Artist James Shirley, 93, reclines in his homemade metal rocking chair, constructed from rusted horseshoes, brass wheels, horse harnesses and an old tractor seat.
The Rexburg resident has a hard time hearing and seeing, so he leans forward as he talks, his wide-brimmed hat shading a face etched with the lines of age, sun and a smile. He sits near his booth, surrounded by iron flowers and welded piglets, while a mother goose and her goslings bounce gently in the breeze on legs made from metal springs.
Shirley said he works with his family members to find the old metal he works with, which is getting progressively more difficult to locate. He said for the most part, his son does the welding while he comes up with the ideas.
“I can’t sleep at night,” Shirley said. “I’m always dreaming this stuff up.”
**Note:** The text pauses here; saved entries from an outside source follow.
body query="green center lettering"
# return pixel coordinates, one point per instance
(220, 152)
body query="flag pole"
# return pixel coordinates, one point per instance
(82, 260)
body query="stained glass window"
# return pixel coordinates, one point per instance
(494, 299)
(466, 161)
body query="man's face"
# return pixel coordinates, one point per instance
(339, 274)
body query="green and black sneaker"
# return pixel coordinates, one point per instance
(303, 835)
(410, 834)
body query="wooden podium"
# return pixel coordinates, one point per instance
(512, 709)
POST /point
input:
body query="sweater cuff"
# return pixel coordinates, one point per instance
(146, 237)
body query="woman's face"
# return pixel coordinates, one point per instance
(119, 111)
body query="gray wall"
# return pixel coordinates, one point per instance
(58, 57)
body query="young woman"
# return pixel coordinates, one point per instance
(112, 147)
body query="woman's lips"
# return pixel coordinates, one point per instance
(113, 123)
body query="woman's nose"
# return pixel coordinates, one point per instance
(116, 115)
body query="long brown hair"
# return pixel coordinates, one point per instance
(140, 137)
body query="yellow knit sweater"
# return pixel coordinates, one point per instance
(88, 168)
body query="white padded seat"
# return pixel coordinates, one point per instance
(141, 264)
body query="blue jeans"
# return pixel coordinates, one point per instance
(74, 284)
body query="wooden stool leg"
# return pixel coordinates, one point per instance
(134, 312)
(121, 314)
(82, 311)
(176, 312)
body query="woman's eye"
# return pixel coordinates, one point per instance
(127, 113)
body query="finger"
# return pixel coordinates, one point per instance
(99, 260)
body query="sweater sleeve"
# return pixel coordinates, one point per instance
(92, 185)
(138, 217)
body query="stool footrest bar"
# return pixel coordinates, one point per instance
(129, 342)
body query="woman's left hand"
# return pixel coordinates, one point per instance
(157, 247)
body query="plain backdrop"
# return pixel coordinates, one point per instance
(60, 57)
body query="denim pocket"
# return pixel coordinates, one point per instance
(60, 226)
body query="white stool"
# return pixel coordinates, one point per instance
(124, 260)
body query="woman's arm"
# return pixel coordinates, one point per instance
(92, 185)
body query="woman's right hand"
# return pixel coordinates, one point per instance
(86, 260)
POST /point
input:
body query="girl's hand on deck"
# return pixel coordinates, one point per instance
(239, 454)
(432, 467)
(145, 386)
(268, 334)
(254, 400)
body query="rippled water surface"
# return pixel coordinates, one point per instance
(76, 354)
Shirley was one of the 60 artists chosen for the Eagle Rock Art Guild’s 64th annual Sidewalk Art Festival this past weekend. Booths lined the Snake River in Idaho Falls, with vendors selling creations such as watercolor paintings, jewelry constructed from silverware, ceramics, framed photography, carved fishing nets, clay birds, glass-blown pendants, and handcrafted wind chimes.
While some of the artists are local, many came from states scattered across the country. Maine resident Susan Hutton came to exhibit and sell jewelry as part of series of art shows she planned in order to explore this side of the country.
As a single mother, Hutton said she has had pressure to choose a more lucrative career but can’t escape her drive to create, saying it’s not just an outlet but “a way of being.” Hutton said she even brought her knitting along to the show just in case she got bored.
“I may not get rich but when I wake up in the morning, I want to do what I’m doing,” Hutton said.
Utah resident Emily Edmunds is a lifelong artist. She works with pen and ink, with her pop-art creations featuring hippos, bees, jellyfish and characters from the shows she watches.
Edmunds said she likes to “create work for younger people” and said she felt that if artists don’t work to interest children, then art shows will eventually become extinct.
“My art tends to be a little more youthful in hopes that kids find it inspiring and want to do the same thing,” Edmunds said.
Overall, event coordinator and Eagle Rock Art Guild President Deanna French called the art festival a success. She attributed it to the “outstanding art” and good weather.
“I thought, and was told by several people, that it was one of the best shows we’ve had for several years,” French said.
French expressed her thanks to the artists, food vendors, sponsors, the parks and recreation department, and art guild members.